AI Golfer

Markerless 3D on a Phone: Useful or Marketing?

Open any of the current crop of 3D golf swing analysis app listings and you get the same promise: pelvis rotation, thorax rotation, hip-shoulder separation, pelvis sway, lead wrist extension, all from the phone already in your bag. No suit, no sensors, no £8,000 of Gears or a bay with four cameras bolted to the ceiling. Just film down the line, wait forty seconds, get a 3D skeleton you can spin around with your thumb.

The honest answer, after a season of pointing these things at the same swings, is that they are genuinely useful for about four numbers and quietly fictional about the fifteen they display with the most confidence. That is not a small thing. Four reliable numbers is more than most club golfers have ever had. But the apps do not tell you which four, and the interface gives a ±1° readout for lead wrist extension the same visual weight as a pelvis rotation figure that is actually trustworthy. That is where the marketing lives.

What single-camera 3D actually does

There is no depth sensor doing the work here. What you have is a 2D video and a neural network trained on very large datasets of humans, which infers where your joints are in three dimensions from a flat image.

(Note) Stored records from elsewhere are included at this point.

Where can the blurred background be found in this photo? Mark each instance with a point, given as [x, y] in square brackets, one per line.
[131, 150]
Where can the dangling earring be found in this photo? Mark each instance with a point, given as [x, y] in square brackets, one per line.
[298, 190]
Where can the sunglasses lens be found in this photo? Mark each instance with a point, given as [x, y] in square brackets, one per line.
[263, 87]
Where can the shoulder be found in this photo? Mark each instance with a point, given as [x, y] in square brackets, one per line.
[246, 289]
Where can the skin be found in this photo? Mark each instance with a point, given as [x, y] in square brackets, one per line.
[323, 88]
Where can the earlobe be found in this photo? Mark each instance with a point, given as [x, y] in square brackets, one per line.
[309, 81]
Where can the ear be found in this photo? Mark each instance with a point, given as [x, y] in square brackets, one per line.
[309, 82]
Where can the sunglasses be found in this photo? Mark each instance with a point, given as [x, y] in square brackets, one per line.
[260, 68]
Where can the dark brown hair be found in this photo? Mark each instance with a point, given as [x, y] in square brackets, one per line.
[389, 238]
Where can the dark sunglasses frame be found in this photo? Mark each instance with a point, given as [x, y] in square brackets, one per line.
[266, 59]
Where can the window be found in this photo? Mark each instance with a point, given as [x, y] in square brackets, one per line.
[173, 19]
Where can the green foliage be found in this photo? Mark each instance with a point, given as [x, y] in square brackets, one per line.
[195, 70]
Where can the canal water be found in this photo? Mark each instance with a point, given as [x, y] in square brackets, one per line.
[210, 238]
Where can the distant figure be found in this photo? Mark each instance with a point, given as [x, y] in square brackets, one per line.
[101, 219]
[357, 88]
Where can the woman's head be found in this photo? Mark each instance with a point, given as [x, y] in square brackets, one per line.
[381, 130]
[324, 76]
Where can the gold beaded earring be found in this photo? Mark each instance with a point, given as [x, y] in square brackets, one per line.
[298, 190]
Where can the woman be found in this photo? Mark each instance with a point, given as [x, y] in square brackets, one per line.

The model has learned what human bodies look like from every angle, so given a 2D projection it produces a plausible 3D pose. The technical term is monocular pose lifting, and the key word is “plausible.”

Think about what that means at impact. Your trail arm crosses in front of your torso. Your hands overlap. From a down-the-line camera at 240fps, there are frames where the network is guessing at a joint it cannot see, using a learned average of where that joint usually is on a human doing something that looks like this. It will produce a number. The number will have a decimal place. It is a prior, not a measurement.

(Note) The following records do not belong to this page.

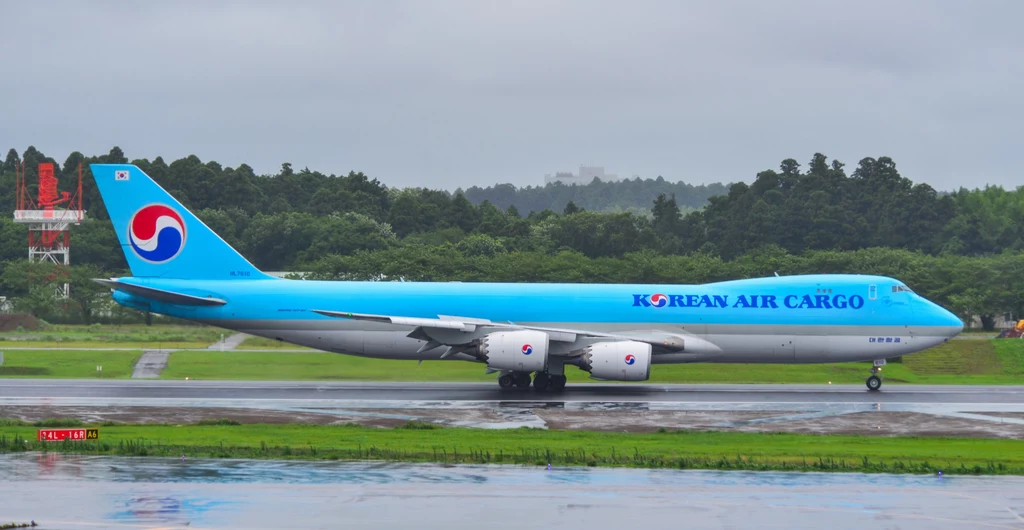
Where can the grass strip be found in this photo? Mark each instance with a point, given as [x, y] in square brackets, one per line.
[330, 366]
[425, 442]
[61, 363]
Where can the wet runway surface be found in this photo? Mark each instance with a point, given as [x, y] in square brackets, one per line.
[257, 391]
[962, 411]
[70, 492]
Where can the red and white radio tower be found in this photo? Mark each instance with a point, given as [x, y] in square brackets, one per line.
[48, 217]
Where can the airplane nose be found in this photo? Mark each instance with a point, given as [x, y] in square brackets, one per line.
[950, 323]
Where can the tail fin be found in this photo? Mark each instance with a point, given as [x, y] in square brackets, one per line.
[160, 237]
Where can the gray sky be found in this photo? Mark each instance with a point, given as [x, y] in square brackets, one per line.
[456, 93]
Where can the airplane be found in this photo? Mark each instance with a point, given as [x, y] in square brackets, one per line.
[527, 334]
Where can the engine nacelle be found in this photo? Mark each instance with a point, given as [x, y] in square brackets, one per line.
[626, 360]
[519, 351]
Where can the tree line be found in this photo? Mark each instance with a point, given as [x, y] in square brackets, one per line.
[342, 226]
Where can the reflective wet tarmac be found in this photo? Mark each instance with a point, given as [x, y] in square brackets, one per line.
[262, 391]
[912, 410]
[62, 491]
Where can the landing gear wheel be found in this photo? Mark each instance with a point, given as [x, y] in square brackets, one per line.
[541, 381]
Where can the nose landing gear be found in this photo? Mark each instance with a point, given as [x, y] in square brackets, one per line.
[875, 381]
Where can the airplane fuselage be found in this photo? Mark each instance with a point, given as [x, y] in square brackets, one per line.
[787, 319]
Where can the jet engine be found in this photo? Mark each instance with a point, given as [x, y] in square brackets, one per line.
[520, 351]
[626, 360]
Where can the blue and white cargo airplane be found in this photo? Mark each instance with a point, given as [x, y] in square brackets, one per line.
[614, 332]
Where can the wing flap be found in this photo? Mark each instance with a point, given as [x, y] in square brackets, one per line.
[667, 342]
[402, 320]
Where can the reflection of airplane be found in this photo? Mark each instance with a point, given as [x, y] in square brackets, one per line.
[614, 332]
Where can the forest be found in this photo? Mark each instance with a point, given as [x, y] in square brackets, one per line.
[960, 248]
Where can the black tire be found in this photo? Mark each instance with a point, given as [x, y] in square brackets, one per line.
[541, 382]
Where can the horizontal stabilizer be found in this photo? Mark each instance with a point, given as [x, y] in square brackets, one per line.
[161, 295]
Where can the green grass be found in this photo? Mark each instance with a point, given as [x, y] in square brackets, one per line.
[420, 442]
[259, 343]
[28, 363]
[103, 345]
[966, 362]
[91, 335]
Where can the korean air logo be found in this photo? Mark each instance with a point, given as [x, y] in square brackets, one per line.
[157, 233]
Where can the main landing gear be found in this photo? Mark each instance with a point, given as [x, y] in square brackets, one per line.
[543, 381]
[875, 382]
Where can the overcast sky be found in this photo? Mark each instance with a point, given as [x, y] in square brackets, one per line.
[456, 93]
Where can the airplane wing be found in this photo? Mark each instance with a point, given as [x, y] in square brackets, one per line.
[454, 330]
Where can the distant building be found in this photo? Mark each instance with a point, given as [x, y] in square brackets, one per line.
[586, 176]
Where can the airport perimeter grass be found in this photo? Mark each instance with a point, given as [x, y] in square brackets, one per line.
[78, 364]
[114, 337]
[956, 362]
[420, 442]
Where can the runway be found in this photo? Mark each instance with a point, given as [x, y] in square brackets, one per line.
[86, 492]
[912, 410]
[455, 392]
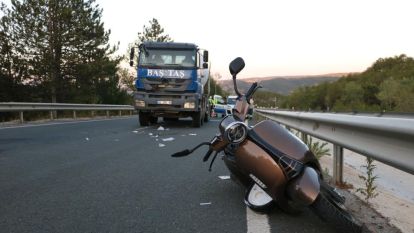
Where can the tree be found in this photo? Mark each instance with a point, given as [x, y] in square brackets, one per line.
[62, 46]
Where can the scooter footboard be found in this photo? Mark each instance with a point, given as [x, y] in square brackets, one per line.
[305, 188]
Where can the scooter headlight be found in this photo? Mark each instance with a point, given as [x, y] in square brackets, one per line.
[236, 132]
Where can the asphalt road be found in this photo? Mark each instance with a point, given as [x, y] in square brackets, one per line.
[114, 176]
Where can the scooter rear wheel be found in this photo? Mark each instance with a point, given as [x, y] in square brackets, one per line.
[334, 212]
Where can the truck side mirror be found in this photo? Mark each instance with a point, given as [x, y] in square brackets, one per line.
[131, 57]
[205, 56]
[236, 66]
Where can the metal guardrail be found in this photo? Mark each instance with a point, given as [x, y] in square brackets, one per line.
[389, 139]
[52, 107]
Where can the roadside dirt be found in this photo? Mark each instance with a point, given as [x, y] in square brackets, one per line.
[388, 212]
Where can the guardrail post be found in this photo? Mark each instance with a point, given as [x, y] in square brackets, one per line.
[338, 165]
[304, 137]
[21, 117]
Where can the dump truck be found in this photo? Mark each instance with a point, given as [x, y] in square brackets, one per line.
[171, 82]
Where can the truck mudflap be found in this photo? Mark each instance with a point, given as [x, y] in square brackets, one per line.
[170, 102]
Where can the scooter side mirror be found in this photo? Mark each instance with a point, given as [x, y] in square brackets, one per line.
[236, 66]
[131, 57]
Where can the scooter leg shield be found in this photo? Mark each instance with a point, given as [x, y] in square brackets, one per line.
[305, 188]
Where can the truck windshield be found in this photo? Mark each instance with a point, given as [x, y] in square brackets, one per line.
[231, 100]
[167, 58]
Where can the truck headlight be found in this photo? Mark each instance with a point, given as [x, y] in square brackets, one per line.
[139, 103]
[189, 105]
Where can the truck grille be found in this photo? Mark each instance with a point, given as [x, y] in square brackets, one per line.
[165, 84]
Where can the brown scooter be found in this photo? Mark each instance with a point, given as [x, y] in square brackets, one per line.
[274, 165]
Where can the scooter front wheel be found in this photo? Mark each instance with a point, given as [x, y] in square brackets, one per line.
[257, 199]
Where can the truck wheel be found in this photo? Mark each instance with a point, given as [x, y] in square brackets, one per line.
[170, 118]
[197, 119]
[153, 120]
[144, 118]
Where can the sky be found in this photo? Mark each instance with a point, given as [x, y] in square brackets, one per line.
[274, 37]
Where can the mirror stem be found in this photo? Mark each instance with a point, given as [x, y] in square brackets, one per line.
[235, 86]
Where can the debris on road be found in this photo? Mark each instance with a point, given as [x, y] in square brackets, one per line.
[224, 177]
[168, 139]
[205, 203]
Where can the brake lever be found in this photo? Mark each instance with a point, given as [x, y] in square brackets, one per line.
[208, 154]
[212, 161]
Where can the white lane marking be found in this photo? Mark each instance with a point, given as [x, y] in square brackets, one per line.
[64, 123]
[257, 223]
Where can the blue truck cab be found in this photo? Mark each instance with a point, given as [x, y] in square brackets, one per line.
[170, 83]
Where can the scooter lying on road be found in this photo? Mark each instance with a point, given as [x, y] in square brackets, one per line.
[273, 164]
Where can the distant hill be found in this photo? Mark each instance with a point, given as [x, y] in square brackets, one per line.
[280, 84]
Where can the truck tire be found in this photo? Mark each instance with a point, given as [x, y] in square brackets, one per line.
[144, 118]
[153, 120]
[197, 121]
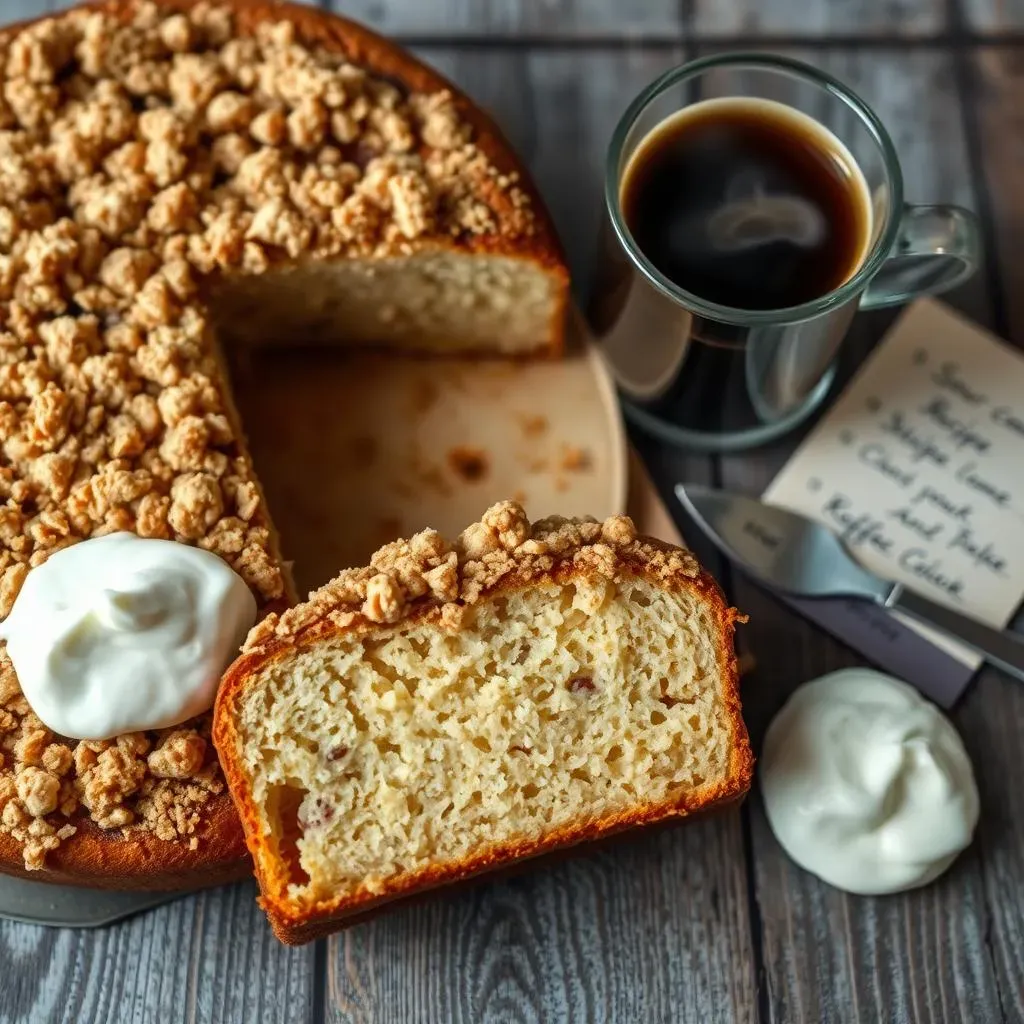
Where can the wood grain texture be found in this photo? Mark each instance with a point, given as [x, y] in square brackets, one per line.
[655, 929]
[549, 18]
[993, 15]
[558, 109]
[828, 956]
[205, 957]
[753, 18]
[994, 711]
[650, 929]
[652, 19]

Here’s the filter I use. If the movement is large, slow relative to frame rate, and happens in a plane the camera can see, the app is probably right. If the movement is small, fast, or requires resolving depth of a partially occluded segment, treat the number as decoration.

The four numbers you can actually use

Pelvis rotation at top of backswing. Big movement, 35 to 50 degrees for most club golfers, visible from either camera angle. Sportsbox 3D and the Hackmotion-adjacent 3D tools land within a few degrees of each other on this, and within roughly 5° of a marker-based reference in the published comparisons. Good enough to tell a 16-handicap that they are turning 22° and that is the problem.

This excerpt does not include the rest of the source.